Transformar vulnerabilidades urbanas exige compreender que a dimensão social é inseparável da ambiental. Apostar em soluções baseadas na natureza nas periferias é reconhecer que desigualdades históricas podem, e devem, ser enfrentadas por meio de ciência, tecnologia, participação comunitária, planejamento estratégico, governança local e financiamento consistente. Quando bem conduzidas, essas iniciativas reduzem alagamentos, ampliam áreas verdes, geram empregos verdes e fortalecem a autonomia dos moradores. Ignorar esse potencial apenas perpetua desigualdades; por outro lado, investir nessas potencialidades de forma crítica e participativa tornam-a instrumentos de equidade capazes de transformar territórios vulneráveis em espaços resilientes, inovadores e inclusivos, e garantir que todos façam parte de um futuro urbano mais justo.

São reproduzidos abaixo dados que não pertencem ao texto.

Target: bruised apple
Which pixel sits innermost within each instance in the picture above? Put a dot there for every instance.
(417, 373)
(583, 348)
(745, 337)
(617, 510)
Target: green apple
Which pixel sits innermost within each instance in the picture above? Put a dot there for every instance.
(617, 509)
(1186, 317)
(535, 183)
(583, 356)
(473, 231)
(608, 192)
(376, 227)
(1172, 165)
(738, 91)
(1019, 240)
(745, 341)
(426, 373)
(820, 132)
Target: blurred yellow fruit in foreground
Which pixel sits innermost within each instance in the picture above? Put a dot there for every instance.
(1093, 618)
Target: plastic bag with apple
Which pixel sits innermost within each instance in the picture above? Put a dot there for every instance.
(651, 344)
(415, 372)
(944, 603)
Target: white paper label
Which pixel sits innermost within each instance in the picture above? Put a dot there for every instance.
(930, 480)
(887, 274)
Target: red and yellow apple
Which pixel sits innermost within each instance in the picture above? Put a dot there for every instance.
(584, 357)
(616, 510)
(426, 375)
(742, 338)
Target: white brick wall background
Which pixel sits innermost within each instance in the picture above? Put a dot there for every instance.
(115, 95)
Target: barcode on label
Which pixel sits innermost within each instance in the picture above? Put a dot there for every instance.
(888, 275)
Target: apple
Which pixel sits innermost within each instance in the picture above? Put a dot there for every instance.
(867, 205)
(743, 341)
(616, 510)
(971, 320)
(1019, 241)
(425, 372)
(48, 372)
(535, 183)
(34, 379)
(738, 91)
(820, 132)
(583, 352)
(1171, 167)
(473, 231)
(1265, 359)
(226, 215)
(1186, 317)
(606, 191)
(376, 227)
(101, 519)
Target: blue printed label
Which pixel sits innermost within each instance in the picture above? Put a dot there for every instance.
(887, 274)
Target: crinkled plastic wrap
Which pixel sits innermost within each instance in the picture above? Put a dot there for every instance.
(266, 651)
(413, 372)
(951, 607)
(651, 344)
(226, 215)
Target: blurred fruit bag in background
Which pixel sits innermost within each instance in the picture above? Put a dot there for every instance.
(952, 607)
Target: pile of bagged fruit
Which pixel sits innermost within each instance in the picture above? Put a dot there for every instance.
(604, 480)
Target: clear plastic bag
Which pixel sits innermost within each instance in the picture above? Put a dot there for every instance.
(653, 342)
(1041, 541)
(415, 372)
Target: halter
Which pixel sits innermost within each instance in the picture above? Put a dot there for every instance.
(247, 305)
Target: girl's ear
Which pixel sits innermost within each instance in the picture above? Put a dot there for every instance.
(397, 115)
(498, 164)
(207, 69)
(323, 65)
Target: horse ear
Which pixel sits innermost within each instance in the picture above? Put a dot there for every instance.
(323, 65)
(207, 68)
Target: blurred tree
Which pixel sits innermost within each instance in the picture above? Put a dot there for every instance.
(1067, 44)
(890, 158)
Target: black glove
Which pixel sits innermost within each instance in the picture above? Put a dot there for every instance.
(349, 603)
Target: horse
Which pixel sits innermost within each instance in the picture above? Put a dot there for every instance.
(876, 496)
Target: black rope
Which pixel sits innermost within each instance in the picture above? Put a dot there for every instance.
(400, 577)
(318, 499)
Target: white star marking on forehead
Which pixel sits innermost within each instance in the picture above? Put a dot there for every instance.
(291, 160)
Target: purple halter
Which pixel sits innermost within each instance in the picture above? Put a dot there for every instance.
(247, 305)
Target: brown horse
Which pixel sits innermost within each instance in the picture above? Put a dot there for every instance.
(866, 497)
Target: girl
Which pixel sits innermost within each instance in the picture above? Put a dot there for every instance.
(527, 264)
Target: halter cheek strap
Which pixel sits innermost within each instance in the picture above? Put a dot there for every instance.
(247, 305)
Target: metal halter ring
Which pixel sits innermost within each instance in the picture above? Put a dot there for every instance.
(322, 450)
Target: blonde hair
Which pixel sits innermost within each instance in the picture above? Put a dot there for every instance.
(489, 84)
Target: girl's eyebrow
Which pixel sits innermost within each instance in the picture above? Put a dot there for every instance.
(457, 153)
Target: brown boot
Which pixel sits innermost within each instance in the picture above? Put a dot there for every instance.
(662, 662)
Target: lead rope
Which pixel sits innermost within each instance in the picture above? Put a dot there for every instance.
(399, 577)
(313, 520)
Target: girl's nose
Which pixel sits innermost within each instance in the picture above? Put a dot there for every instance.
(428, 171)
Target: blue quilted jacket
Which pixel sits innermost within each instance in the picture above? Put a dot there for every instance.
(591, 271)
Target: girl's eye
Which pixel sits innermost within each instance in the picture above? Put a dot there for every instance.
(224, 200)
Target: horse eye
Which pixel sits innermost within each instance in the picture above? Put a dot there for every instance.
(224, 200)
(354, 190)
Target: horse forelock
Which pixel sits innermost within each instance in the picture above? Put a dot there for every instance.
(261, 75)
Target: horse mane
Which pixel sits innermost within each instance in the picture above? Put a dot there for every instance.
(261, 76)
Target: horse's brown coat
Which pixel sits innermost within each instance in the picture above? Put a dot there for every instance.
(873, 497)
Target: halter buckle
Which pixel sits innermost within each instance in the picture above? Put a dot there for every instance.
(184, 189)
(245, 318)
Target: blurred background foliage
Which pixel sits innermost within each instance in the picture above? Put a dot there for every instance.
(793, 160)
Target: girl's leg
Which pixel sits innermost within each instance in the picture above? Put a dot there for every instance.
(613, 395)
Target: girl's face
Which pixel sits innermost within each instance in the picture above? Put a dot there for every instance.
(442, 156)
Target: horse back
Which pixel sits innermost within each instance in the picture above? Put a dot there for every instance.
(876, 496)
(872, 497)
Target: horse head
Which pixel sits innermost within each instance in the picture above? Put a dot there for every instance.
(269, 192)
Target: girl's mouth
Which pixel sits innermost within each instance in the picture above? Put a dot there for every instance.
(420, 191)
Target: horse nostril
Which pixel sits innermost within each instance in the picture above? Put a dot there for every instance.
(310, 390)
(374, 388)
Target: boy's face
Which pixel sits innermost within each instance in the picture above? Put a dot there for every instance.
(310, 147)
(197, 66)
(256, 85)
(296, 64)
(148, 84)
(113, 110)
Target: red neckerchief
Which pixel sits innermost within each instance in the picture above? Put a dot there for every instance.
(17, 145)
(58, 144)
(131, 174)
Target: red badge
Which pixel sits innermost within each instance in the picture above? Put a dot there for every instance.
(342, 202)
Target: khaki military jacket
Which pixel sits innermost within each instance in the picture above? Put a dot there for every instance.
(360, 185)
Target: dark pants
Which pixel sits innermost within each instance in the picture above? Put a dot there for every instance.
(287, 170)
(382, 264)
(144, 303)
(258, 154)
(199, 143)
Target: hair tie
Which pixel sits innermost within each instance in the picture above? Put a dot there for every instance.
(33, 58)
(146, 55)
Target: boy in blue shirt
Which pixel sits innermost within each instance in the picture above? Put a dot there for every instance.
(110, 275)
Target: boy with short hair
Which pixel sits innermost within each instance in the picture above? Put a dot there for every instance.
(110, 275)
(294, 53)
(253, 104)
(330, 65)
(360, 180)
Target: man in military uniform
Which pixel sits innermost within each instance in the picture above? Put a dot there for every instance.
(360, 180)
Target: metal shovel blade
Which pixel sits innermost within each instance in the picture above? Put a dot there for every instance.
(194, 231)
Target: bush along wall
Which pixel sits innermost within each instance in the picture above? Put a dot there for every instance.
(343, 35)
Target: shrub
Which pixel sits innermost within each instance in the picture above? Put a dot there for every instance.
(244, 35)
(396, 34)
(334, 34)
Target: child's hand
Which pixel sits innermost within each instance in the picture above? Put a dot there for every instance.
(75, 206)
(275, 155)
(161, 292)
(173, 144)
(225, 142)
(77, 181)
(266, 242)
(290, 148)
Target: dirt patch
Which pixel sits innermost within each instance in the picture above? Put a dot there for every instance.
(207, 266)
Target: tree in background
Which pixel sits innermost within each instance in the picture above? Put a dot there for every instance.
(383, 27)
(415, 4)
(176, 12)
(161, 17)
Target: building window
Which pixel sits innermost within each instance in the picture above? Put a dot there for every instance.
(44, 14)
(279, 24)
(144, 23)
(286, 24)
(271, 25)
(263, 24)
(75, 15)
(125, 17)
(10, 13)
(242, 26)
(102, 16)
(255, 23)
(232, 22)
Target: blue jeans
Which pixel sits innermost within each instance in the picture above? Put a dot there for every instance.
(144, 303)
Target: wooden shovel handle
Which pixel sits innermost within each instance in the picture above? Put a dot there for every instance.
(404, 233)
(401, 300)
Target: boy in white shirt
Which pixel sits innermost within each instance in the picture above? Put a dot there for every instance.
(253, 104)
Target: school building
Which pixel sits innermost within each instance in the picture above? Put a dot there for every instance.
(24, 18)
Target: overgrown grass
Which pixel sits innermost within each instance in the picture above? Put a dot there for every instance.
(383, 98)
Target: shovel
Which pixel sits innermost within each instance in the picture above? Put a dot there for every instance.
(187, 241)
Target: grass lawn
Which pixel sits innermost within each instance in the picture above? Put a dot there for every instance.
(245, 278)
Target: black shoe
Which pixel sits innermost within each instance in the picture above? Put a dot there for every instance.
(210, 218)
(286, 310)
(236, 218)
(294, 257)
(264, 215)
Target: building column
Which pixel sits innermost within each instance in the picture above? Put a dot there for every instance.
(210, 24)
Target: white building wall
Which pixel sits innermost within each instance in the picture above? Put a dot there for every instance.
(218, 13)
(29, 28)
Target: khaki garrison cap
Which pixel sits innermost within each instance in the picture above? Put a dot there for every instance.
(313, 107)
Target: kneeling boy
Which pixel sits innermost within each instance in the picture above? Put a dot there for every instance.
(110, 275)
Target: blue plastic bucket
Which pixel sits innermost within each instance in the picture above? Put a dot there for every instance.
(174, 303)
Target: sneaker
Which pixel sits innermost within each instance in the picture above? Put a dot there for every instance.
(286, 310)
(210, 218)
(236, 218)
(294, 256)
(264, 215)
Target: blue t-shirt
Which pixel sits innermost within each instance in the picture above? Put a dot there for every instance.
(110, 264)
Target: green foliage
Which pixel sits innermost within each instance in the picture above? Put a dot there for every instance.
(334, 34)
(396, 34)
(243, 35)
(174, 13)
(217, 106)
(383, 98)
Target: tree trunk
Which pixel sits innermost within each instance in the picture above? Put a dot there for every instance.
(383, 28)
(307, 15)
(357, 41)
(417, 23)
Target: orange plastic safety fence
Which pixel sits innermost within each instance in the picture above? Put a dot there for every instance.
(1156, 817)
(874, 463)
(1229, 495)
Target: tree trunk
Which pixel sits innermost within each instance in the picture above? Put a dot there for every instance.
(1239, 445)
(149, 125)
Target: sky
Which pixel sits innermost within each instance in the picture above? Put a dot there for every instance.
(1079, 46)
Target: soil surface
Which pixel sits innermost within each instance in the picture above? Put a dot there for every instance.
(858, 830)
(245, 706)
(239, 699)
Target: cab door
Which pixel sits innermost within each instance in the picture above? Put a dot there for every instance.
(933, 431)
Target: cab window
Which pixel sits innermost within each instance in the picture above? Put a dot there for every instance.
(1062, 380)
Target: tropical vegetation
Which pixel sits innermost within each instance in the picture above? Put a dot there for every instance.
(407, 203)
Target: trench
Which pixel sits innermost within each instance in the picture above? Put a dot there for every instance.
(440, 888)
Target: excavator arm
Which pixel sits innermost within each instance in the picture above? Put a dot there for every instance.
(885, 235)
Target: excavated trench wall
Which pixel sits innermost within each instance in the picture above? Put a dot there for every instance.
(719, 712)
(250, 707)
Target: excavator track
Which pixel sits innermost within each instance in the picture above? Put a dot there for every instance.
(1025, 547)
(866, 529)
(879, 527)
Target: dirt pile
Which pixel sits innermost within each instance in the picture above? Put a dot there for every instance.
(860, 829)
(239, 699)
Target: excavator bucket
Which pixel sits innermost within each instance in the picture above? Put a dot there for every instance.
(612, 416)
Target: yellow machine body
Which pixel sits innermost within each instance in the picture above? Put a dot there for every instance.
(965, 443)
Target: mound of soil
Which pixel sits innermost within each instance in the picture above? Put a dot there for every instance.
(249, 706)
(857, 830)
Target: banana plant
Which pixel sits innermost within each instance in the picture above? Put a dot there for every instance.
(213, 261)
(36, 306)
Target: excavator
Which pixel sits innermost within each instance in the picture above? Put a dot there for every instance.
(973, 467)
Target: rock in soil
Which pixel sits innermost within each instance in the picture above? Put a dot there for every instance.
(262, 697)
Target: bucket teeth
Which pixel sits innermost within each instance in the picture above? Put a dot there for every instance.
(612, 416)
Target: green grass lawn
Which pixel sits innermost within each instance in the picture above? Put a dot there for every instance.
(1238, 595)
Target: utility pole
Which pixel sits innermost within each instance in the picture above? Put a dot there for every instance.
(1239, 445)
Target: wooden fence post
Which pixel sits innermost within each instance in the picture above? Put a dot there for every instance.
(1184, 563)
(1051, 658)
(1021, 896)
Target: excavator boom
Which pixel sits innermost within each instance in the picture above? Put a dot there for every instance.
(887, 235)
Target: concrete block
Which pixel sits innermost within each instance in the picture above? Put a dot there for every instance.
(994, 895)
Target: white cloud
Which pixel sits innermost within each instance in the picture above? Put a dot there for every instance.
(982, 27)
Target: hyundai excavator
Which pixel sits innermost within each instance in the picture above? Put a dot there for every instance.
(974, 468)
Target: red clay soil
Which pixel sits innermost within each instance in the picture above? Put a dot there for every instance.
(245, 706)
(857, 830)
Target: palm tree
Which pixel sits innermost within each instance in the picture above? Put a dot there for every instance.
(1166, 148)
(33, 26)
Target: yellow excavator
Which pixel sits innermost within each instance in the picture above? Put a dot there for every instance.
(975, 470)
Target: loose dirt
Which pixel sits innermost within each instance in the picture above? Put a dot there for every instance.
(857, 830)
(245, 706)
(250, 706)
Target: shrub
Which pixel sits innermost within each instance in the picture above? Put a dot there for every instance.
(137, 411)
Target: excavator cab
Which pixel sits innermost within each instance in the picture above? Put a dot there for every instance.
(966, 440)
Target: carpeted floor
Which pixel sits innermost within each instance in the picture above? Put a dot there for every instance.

*Mariana Pontes é diretora-presidente da Agência Recife para Inovação e Estratégia (ARIES). Além disso, Mariana é Arquiteta e Urbanista com foco em gestão de projetos de desenvolvimento sustentável. Com um MBA em Gestão de Projetos e Mestrado em Desenvolvimento Urbano, ela alia seu conhecimento teórico à prática, obtendo a certificação PMP. Com experiência no ensino de Arquitetura e Urbanismo, Mariana lidera hoje um time multidisciplinar no desenvolvimento de projetos urbanos, focando em inovação, inclusão e diversidade. Seu compromisso vai além da gestão, priorizando a integração de todas as vozes no planejamento das cidades do futuro.